Trump and Specter also were linked by a mutual friend: Roger Stone. Stone had served as chairman of Specter’s 1996 presidential campaign, and Trump later hired Stone to again help with political activities, a role that would lead to his conviction on charges of lying to Congress in connection with Robert Mueller’s investigation of Trump’s 2016 presidential campaign. Stone, whose sentence was commuted by Trump in July of 2020, declined repeated requests to comment for this story. He has said he often lobbied Specter on an array of issues.

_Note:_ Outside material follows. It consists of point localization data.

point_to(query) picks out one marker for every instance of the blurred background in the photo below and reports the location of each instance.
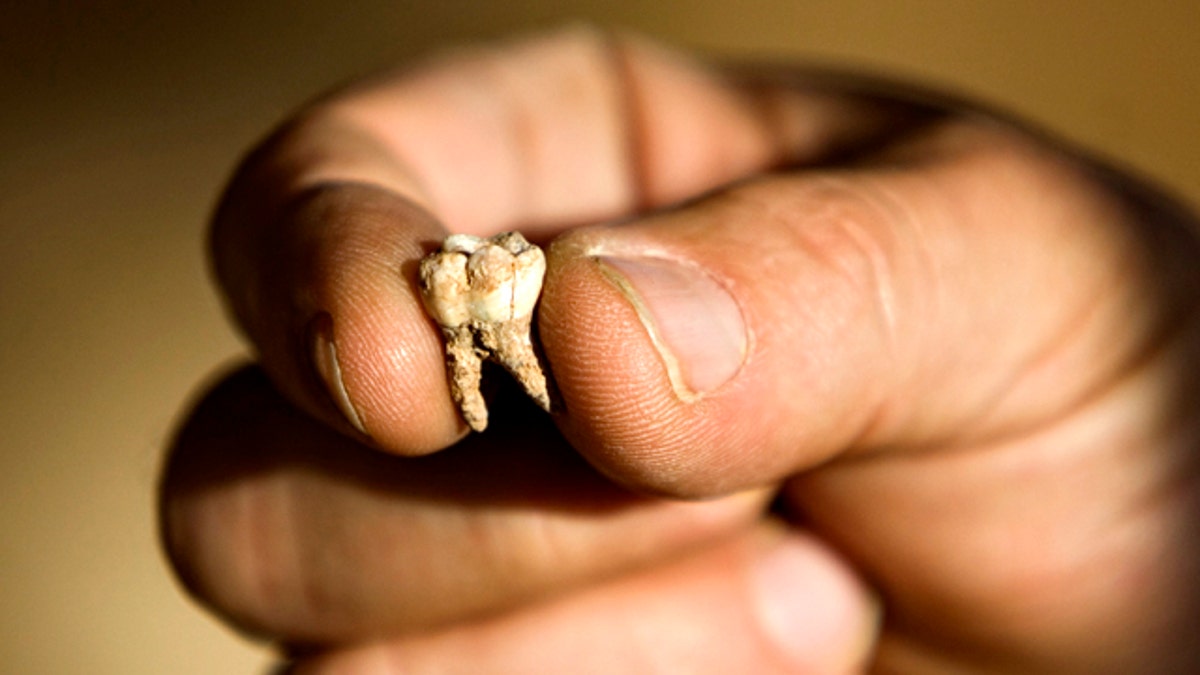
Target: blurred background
(119, 121)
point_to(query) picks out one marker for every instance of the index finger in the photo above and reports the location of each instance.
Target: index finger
(316, 242)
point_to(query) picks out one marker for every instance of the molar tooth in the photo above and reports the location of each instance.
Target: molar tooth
(483, 293)
(444, 287)
(529, 269)
(491, 275)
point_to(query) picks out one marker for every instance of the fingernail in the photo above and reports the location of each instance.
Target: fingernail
(323, 352)
(693, 321)
(811, 609)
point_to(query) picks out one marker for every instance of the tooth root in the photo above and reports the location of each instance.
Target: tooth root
(483, 293)
(510, 346)
(466, 371)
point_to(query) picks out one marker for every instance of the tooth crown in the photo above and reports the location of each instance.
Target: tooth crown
(483, 293)
(484, 280)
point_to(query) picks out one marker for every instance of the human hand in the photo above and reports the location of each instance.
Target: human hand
(849, 356)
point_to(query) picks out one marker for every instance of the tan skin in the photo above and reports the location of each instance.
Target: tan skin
(958, 432)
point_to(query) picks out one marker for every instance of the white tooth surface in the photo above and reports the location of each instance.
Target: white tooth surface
(491, 275)
(529, 269)
(483, 293)
(444, 288)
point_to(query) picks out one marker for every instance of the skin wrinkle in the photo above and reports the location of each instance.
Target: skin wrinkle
(663, 442)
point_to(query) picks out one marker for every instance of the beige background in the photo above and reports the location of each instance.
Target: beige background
(119, 123)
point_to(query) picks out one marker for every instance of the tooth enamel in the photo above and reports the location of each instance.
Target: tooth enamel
(483, 293)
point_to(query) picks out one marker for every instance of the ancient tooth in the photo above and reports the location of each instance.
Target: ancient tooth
(483, 293)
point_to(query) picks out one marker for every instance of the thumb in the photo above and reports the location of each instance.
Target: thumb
(768, 328)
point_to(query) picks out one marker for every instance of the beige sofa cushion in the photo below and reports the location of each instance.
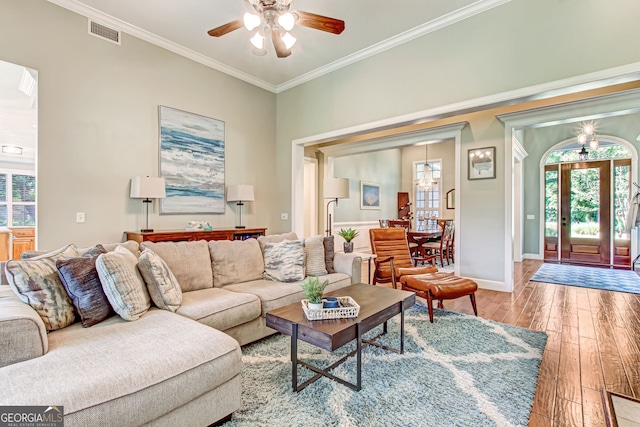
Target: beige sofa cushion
(278, 294)
(190, 262)
(122, 283)
(131, 245)
(125, 373)
(314, 264)
(219, 308)
(235, 261)
(37, 283)
(163, 286)
(276, 238)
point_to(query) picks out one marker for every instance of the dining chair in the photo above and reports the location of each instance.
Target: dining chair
(393, 258)
(438, 249)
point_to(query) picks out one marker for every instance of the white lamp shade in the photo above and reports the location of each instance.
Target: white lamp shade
(240, 193)
(336, 188)
(144, 187)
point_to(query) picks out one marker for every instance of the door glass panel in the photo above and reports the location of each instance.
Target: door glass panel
(551, 204)
(585, 202)
(621, 200)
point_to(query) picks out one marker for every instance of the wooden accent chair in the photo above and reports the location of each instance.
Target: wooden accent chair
(393, 257)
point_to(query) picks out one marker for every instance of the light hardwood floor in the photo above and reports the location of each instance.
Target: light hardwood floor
(594, 343)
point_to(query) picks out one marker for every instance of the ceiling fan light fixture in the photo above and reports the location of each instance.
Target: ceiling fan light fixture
(286, 21)
(257, 41)
(289, 40)
(251, 21)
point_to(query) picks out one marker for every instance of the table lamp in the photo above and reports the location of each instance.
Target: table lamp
(240, 193)
(147, 188)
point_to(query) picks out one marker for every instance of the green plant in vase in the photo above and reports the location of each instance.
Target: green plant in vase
(348, 235)
(313, 289)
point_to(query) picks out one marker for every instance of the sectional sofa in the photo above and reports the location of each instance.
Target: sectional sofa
(175, 362)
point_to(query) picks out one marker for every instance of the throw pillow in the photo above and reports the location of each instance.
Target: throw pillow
(314, 256)
(81, 281)
(276, 238)
(163, 286)
(329, 253)
(122, 283)
(235, 261)
(284, 261)
(37, 283)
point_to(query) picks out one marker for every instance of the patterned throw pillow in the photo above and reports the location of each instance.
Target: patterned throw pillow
(37, 283)
(122, 283)
(329, 253)
(314, 256)
(80, 278)
(163, 286)
(284, 261)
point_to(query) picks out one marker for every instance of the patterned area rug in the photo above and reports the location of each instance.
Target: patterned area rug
(589, 277)
(458, 371)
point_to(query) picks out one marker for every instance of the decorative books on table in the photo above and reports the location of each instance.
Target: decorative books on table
(347, 307)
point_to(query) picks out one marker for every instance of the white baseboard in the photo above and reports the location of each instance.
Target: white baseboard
(491, 285)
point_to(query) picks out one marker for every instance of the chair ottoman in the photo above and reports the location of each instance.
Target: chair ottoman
(440, 286)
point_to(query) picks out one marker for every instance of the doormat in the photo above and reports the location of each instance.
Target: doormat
(460, 370)
(589, 277)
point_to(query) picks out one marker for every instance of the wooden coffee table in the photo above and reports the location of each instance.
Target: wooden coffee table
(377, 305)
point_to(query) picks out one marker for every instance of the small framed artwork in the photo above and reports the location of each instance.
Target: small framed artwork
(369, 195)
(482, 164)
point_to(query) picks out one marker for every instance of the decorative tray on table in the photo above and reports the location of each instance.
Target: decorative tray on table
(347, 307)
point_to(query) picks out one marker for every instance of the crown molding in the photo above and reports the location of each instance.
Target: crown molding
(414, 33)
(429, 27)
(118, 24)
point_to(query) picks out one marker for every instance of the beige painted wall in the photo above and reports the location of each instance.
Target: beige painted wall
(516, 45)
(98, 124)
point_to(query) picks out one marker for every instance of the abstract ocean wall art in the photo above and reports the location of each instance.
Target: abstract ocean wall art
(191, 162)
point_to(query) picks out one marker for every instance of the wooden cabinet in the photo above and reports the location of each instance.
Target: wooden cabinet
(183, 235)
(24, 239)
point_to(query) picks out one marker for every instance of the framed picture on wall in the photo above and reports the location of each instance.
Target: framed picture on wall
(191, 162)
(369, 195)
(482, 163)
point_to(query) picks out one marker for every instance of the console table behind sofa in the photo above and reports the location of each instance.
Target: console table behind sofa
(183, 235)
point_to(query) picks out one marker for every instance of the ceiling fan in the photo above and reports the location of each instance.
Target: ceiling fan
(274, 17)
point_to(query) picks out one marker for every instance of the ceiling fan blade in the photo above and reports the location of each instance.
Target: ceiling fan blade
(226, 28)
(319, 22)
(281, 49)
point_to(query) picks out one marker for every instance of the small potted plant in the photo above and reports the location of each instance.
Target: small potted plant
(348, 235)
(313, 288)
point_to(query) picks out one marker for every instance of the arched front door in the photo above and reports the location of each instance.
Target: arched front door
(586, 208)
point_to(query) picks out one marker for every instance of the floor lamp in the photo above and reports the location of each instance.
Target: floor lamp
(147, 188)
(240, 193)
(334, 189)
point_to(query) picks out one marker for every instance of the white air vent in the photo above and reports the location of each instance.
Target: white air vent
(104, 32)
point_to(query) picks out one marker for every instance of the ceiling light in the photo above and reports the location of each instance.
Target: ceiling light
(287, 21)
(288, 40)
(257, 41)
(11, 149)
(583, 154)
(251, 21)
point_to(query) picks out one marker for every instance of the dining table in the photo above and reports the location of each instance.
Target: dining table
(422, 237)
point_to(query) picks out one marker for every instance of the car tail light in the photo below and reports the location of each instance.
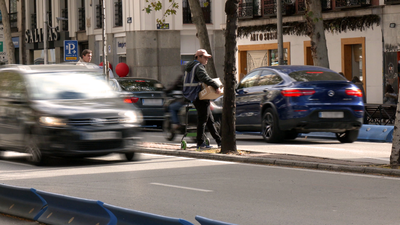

With Robbins now on the record that he believed Specter’s “mutual friend” who had offered him money in Palm Beach was Trump, an ESPN reporter reached out again to Shanin Specter, Arlen’s son. In October 2017, Shanin Specter and the reporter had discussed a few people who could have made the call to his father. He says he left the conversation under the impression he had pointed to Trump as the person. But now, he’s far more definitive: “It was Trump.”
“My father told me that Trump was acting as a messenger for Kraft,” Shanin Specter says. “But I’m equally sure the reference to money in Palm Beach was campaign contributions, not cash. The offer was Kraft assistance with campaign contributions. … My father said it was Kraft’s offer, not someone else’s.”
“He was pissed,” Shanin Specter says about his father. “He told me about the call in the wake of the conversation and his anger about it. … My father was upset when [such overtures] would happen because he felt as if it were tantamount to a bribe solicitation, though the case law on this subject says it isn’t. … He would tell me these things when they occurred. We were very close.”
He insists his statements today are not politically motivated, although he supported former Vice President Joe Biden’s election bid last fall. And, to be fair, this wasn’t a piece of information he took the initiative to reveal; he answered a reporter’s follow-up questions after Robbins said more definitely that the friend who made the cash offer to Specter could only be Trump.
Arlen Specter did not report the offer to the authorities or Senate ethics officials after he concluded that the case law stated the offer wasn’t a bribe solicitation, Shanin Specter said.
Election experts say it’s a close call as to whether such an offer would be a bribe in the sense that it would be a prosecutable offense.
Federal statute 18 U.S.C. 201 covers the bribery of public officials: The government must identify “a question, matter, cause, suit, proceeding or controversy” that “may at any time be pending” or “may by law be brought before a public official.” The law also covers an offer made on someone’s behalf for an official decision. The statute of limitations is five years.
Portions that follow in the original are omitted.